The **K-Nearest Neighbors (K-NN)** is a non-parametric classification method, it can be used for classification and regression. In both cases, the input consists of the *K* closest training examples in a data set.

For classification, the output is a class membership. An object is classified by a plurality vote of its neighbors, with the object being assigned to the class most common among its *K* nearest neighbors. If *K=1*, then the object is simply assigned to the class of that single nearest neighbor.

In [876]:
# KNeighborsClassifier
model_KNN = KNeighborsClassifier(n_neighbors=4)

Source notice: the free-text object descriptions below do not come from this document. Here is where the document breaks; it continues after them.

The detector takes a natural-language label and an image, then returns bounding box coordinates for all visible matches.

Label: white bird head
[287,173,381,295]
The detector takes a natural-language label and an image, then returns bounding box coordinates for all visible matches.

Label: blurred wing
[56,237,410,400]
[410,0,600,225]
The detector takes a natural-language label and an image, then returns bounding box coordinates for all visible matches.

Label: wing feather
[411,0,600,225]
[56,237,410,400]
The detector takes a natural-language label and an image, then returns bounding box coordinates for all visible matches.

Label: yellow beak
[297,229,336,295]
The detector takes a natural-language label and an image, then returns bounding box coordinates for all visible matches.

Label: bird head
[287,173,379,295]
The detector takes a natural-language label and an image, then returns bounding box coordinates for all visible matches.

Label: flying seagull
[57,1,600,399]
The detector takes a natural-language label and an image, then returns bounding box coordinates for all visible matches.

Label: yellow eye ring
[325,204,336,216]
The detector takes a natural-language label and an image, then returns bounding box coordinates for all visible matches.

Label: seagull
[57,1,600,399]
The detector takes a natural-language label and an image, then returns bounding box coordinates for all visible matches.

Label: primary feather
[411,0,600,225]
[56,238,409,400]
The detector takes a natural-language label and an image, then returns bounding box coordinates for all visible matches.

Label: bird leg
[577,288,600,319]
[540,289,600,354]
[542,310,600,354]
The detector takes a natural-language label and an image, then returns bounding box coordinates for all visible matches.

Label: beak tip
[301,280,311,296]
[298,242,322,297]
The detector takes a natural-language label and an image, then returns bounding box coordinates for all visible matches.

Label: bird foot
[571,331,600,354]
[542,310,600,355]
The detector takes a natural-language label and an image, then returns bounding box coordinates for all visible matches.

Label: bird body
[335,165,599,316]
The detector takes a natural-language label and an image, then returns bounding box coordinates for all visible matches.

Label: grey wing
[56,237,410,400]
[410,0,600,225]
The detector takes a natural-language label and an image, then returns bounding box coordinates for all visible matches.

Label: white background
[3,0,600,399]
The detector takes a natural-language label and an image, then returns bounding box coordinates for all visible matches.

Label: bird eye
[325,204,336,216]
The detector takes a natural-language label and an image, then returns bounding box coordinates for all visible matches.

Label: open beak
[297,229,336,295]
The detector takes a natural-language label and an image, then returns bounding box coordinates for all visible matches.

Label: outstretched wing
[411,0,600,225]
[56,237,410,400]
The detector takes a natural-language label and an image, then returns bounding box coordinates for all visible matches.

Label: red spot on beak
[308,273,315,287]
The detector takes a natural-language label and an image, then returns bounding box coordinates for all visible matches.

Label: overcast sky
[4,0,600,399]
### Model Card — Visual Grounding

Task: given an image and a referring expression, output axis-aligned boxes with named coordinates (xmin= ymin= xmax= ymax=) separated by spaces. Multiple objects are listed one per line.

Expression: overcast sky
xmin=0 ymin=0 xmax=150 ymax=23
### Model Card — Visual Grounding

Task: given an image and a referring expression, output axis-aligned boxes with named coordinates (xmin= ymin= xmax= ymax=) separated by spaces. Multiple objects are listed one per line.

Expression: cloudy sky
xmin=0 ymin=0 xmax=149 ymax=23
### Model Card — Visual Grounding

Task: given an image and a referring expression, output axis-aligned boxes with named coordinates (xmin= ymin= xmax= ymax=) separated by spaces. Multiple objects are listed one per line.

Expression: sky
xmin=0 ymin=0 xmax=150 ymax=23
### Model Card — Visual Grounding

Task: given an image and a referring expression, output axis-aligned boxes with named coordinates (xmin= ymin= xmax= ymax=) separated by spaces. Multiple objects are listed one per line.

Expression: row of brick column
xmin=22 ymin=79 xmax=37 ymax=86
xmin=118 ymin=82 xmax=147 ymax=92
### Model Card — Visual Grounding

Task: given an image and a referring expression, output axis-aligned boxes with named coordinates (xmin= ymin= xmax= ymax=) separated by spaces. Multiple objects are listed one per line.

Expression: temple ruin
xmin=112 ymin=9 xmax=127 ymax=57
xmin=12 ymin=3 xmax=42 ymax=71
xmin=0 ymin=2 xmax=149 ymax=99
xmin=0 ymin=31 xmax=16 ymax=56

pipeline = Pipeline([('K-NN', model_KNN)])

prediction_KNN = cross_validate(pipeline, train_kbest, Y, cv = cv, return_train_score=False, scoring = ['precision_macro'])

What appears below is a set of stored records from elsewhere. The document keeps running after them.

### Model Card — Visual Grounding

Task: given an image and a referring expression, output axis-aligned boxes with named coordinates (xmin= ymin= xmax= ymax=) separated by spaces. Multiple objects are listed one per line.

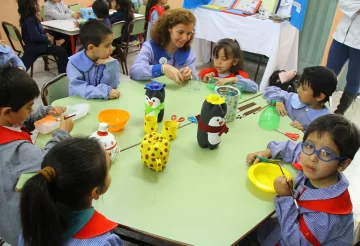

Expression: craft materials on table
xmin=255 ymin=155 xmax=281 ymax=163
xmin=236 ymin=106 xmax=262 ymax=119
xmin=144 ymin=115 xmax=158 ymax=134
xmin=171 ymin=114 xmax=185 ymax=123
xmin=253 ymin=104 xmax=269 ymax=114
xmin=258 ymin=100 xmax=280 ymax=130
xmin=277 ymin=162 xmax=299 ymax=211
xmin=56 ymin=113 xmax=76 ymax=121
xmin=238 ymin=102 xmax=256 ymax=112
xmin=274 ymin=129 xmax=300 ymax=141
xmin=223 ymin=0 xmax=262 ymax=16
xmin=201 ymin=0 xmax=236 ymax=10
xmin=98 ymin=109 xmax=130 ymax=132
xmin=248 ymin=162 xmax=292 ymax=193
xmin=196 ymin=94 xmax=229 ymax=150
xmin=187 ymin=115 xmax=198 ymax=124
xmin=140 ymin=132 xmax=170 ymax=172
xmin=216 ymin=86 xmax=241 ymax=122
xmin=90 ymin=123 xmax=120 ymax=162
xmin=144 ymin=81 xmax=166 ymax=122
xmin=161 ymin=115 xmax=185 ymax=140
xmin=238 ymin=94 xmax=262 ymax=105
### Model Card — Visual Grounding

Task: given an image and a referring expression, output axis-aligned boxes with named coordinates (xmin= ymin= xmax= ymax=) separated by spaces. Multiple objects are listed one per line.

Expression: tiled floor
xmin=7 ymin=48 xmax=358 ymax=246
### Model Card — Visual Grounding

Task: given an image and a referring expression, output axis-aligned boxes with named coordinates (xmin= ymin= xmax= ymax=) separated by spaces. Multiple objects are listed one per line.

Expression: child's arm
xmin=24 ymin=18 xmax=48 ymax=44
xmin=9 ymin=51 xmax=26 ymax=70
xmin=235 ymin=75 xmax=258 ymax=93
xmin=129 ymin=42 xmax=158 ymax=81
xmin=45 ymin=3 xmax=73 ymax=20
xmin=263 ymin=86 xmax=291 ymax=103
xmin=98 ymin=59 xmax=121 ymax=89
xmin=64 ymin=2 xmax=75 ymax=15
xmin=339 ymin=0 xmax=360 ymax=19
xmin=67 ymin=62 xmax=116 ymax=99
xmin=22 ymin=105 xmax=53 ymax=131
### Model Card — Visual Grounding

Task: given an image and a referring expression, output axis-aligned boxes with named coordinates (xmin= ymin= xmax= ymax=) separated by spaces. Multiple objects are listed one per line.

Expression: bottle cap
xmin=99 ymin=122 xmax=108 ymax=132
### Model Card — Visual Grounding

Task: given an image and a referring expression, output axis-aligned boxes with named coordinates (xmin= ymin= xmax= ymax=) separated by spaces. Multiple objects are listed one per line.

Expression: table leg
xmin=70 ymin=35 xmax=76 ymax=54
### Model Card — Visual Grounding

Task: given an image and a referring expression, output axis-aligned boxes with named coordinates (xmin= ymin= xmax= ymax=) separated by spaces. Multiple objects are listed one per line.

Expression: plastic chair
xmin=111 ymin=21 xmax=128 ymax=75
xmin=121 ymin=17 xmax=145 ymax=57
xmin=138 ymin=4 xmax=146 ymax=15
xmin=1 ymin=21 xmax=56 ymax=77
xmin=69 ymin=3 xmax=81 ymax=13
xmin=40 ymin=6 xmax=45 ymax=21
xmin=41 ymin=73 xmax=69 ymax=106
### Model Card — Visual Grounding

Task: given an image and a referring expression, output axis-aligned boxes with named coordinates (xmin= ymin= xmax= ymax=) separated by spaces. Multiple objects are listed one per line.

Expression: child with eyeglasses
xmin=246 ymin=114 xmax=360 ymax=245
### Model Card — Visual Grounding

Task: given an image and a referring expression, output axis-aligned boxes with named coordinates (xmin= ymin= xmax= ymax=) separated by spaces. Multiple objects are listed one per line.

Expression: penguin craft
xmin=196 ymin=94 xmax=229 ymax=150
xmin=144 ymin=81 xmax=166 ymax=122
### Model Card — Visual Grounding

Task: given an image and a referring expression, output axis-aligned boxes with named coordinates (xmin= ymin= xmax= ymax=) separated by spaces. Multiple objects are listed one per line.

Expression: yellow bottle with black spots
xmin=140 ymin=132 xmax=170 ymax=172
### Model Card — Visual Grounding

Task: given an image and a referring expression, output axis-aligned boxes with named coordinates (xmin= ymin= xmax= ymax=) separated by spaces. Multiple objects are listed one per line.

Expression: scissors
xmin=171 ymin=114 xmax=185 ymax=123
xmin=256 ymin=156 xmax=281 ymax=164
xmin=275 ymin=129 xmax=300 ymax=141
xmin=187 ymin=115 xmax=198 ymax=124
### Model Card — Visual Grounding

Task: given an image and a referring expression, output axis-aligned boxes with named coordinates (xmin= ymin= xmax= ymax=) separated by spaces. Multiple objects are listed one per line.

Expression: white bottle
xmin=91 ymin=123 xmax=120 ymax=162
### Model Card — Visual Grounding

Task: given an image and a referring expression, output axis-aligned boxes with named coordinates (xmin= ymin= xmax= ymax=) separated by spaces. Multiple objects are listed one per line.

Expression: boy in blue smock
xmin=0 ymin=41 xmax=25 ymax=70
xmin=263 ymin=66 xmax=337 ymax=131
xmin=67 ymin=20 xmax=121 ymax=100
xmin=247 ymin=114 xmax=360 ymax=245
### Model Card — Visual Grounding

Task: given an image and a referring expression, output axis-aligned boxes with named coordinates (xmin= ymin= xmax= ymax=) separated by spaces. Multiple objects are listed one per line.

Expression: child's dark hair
xmin=145 ymin=0 xmax=159 ymax=30
xmin=20 ymin=137 xmax=108 ymax=246
xmin=299 ymin=66 xmax=337 ymax=103
xmin=0 ymin=67 xmax=39 ymax=111
xmin=304 ymin=114 xmax=360 ymax=161
xmin=80 ymin=20 xmax=113 ymax=49
xmin=112 ymin=0 xmax=134 ymax=21
xmin=18 ymin=0 xmax=38 ymax=25
xmin=213 ymin=38 xmax=245 ymax=74
xmin=92 ymin=0 xmax=110 ymax=19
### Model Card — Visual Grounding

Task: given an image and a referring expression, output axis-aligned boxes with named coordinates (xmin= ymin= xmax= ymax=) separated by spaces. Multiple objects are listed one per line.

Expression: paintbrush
xmin=56 ymin=113 xmax=76 ymax=122
xmin=277 ymin=162 xmax=299 ymax=211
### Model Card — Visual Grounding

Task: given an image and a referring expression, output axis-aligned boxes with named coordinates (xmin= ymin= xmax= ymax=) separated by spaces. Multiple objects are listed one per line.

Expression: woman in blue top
xmin=19 ymin=137 xmax=123 ymax=246
xmin=18 ymin=0 xmax=68 ymax=74
xmin=129 ymin=8 xmax=196 ymax=84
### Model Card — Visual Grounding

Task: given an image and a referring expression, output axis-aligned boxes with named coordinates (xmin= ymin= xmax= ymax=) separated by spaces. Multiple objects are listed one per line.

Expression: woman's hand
xmin=163 ymin=64 xmax=184 ymax=85
xmin=179 ymin=66 xmax=192 ymax=81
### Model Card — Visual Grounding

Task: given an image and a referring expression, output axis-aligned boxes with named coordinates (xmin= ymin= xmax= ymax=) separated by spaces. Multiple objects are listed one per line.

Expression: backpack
xmin=269 ymin=70 xmax=301 ymax=93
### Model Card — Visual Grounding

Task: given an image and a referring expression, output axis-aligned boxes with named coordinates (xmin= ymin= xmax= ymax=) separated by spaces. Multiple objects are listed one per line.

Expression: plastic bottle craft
xmin=90 ymin=123 xmax=120 ymax=162
xmin=196 ymin=94 xmax=229 ymax=150
xmin=144 ymin=81 xmax=166 ymax=122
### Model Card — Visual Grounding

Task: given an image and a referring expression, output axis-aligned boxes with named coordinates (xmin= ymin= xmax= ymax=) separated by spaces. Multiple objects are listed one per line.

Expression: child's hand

Now with all models trained let's print the results to see which one is the best.\
A simple print won't do the trick so I'm creating a function to print the two metrics I want, **mean** and **range**.

In [877]:
# defining the print result function
def print_model_results(results):
  mean = results['test_precision_macro'].mean()
  standard_deviation = results['test_precision_macro'].std()
  print("Average Precision: %.2f" % (mean * 100))
  print("Standard Deviation: %.2f" % (standard_deviation * 100))
  print("Precision Range: [%.2f, %.2f]" % ((mean - 2 * standard_deviation) * 100, (mean + 2 * standard_deviation) * 100))

In [878]:
ML_models = {
"DTC:" : prediction_DTC,
"SVC:" : prediction_SVC,
"LR:" : prediction_LR,
"NB:" : prediction_NB,
"K-NN:": prediction_KNN
}

# printing results
for model in ML_models:
    print(model)
    print_model_results(ML_models.get(model))

DTC:
Average Precision: 79.87
Standard Deviation: 4.28
Precision Range: [71.31, 88.43]
SVC:
Average Precision: 79.41
Standard Deviation: 7.41
Precision Range: [64.59, 94.24]
LR:
Average Precision: 70.43
Standard Deviation: 7.69
Precision Range: [55.06, 85.81]
NB:
Average Precision: 57.43
Standard Deviation: 3.51
Precision Range: [50.40, 64.45]
K-NN:
Average Precision: 69.61
Standard Deviation: 12.95
Precision Range: [43.71, 95.52]


The test shows that **DTC** and **SVC** are the best models for this case.\
Although the average precision of the **DTC** is just a tad better, its standard deviation is a lot better, making it the best choice here!